I am working on code which uses executor service to parallelize tasks (think machine learning computations done over small dataset over and over again). My goal is to execute some code as fast as possible, multiple times and store the result somewhere (total executions will be on the order of 100M runs atleast).
The logic looks something like this (its a simplified example):
dbconn = new dbconn() //This is reused by all threads
for a in listOfSize1000:
for b in listofSize10:
for c in listOfSize2:
taskcompletionexecutorservice.submit(new runner(a, b, c, dbconn))
At the end, taskcompletionexecutorservice.take() is called and I store the Result from "Future" in a db. But this approach is not really scaling after a point.
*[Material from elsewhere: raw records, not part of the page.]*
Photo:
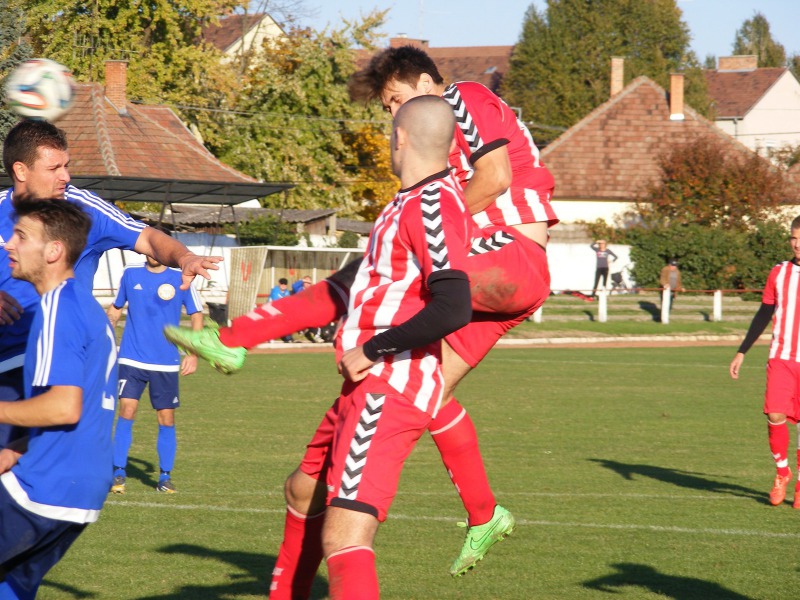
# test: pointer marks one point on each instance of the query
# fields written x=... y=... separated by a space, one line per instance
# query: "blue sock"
x=123 y=436
x=167 y=445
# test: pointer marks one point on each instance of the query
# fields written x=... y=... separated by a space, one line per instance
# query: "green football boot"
x=480 y=538
x=205 y=344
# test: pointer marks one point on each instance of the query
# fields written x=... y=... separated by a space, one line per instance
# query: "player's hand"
x=736 y=363
x=354 y=364
x=192 y=265
x=10 y=309
x=188 y=364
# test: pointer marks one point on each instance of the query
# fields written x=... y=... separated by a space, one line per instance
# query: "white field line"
x=566 y=525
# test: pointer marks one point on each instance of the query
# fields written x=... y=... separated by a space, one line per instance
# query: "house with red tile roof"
x=142 y=153
x=758 y=107
x=607 y=161
x=238 y=34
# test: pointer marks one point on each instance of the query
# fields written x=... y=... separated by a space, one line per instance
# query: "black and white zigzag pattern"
x=463 y=118
x=357 y=457
x=494 y=242
x=434 y=233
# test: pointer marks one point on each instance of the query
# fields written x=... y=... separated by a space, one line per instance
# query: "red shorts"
x=361 y=445
x=508 y=283
x=783 y=389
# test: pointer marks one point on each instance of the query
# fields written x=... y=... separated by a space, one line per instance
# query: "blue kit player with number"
x=154 y=298
x=55 y=479
x=36 y=157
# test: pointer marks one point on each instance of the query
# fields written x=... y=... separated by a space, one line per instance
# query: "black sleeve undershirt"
x=450 y=309
x=757 y=326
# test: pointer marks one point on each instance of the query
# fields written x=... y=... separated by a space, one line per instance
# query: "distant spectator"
x=602 y=253
x=671 y=279
x=281 y=291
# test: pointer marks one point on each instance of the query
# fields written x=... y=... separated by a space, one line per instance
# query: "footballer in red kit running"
x=780 y=304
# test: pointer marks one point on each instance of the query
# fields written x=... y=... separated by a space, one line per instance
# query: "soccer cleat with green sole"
x=480 y=538
x=118 y=486
x=166 y=486
x=205 y=344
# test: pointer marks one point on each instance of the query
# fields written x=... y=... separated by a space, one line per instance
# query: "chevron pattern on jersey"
x=357 y=457
x=434 y=232
x=463 y=118
x=494 y=242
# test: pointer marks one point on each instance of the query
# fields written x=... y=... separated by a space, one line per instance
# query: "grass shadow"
x=69 y=590
x=665 y=586
x=651 y=308
x=251 y=577
x=142 y=470
x=684 y=479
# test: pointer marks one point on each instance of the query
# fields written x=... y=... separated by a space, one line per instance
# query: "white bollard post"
x=602 y=306
x=665 y=299
x=537 y=316
x=717 y=306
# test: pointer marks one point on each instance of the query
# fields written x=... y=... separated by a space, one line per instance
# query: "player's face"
x=49 y=175
x=27 y=250
x=397 y=93
x=794 y=240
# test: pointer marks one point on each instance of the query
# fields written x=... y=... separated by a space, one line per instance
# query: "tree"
x=560 y=68
x=266 y=231
x=705 y=183
x=168 y=63
x=13 y=50
x=754 y=37
x=295 y=123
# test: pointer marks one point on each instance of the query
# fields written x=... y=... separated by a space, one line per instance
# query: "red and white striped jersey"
x=423 y=230
x=783 y=291
x=484 y=123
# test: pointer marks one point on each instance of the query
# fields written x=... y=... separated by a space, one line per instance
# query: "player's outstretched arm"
x=735 y=365
x=10 y=309
x=169 y=251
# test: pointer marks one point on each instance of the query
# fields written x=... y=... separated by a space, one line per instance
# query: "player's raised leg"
x=226 y=348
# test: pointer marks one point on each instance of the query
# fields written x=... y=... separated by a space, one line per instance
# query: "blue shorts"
x=29 y=546
x=163 y=386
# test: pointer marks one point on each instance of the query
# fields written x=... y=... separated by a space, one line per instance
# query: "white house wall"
x=774 y=121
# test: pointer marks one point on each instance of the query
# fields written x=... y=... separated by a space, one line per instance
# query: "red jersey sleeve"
x=770 y=293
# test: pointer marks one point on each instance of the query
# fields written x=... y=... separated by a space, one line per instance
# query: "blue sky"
x=713 y=23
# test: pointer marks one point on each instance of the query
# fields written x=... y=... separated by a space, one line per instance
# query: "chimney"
x=676 y=97
x=743 y=62
x=116 y=79
x=617 y=75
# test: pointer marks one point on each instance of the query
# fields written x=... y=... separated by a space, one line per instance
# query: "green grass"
x=633 y=473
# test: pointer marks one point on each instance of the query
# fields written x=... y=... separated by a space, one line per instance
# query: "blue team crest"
x=166 y=291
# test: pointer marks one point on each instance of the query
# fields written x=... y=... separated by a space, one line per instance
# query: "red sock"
x=455 y=437
x=352 y=574
x=317 y=306
x=298 y=558
x=779 y=446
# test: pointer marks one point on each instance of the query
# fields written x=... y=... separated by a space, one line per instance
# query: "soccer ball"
x=40 y=89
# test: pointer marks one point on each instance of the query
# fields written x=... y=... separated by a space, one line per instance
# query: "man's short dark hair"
x=61 y=220
x=24 y=140
x=405 y=64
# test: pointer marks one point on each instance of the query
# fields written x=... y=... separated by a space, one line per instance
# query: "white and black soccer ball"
x=40 y=88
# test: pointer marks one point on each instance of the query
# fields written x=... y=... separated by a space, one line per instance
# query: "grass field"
x=637 y=473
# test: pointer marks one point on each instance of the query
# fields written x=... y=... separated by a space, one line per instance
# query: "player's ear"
x=54 y=250
x=425 y=84
x=20 y=171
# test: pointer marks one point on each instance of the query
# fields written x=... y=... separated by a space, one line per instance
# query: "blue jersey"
x=111 y=228
x=154 y=300
x=66 y=472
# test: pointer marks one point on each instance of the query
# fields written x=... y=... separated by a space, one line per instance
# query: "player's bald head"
x=429 y=123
So this is what I am doing right now in spark (which is a brutal hack, but I am looking for suggestions on how to best structure this):
sparkContext.parallelize(listOfSize1000).filter(a -> {
dbconn = new dbconn() //Cannot init it outsize parallelize since its not serializable
for b in listofSize10:
for c in listOfSize2:
Result r = new runner(a, b, c. dbconn))
dbconn.store(r)
return true //It serves no purpose.
}).count();
This approach looks inefficient to me since its not truly parallelizing on the smallest unit of job, although this job works alright. Also count is not really doing anything for for me, i added it to trigger the execution. It was inspired by computing the pi example here: http://spark.apache.org/examples.html
So any suggestions of how can I better structure my spark runner so that I can efficiently use spark executors?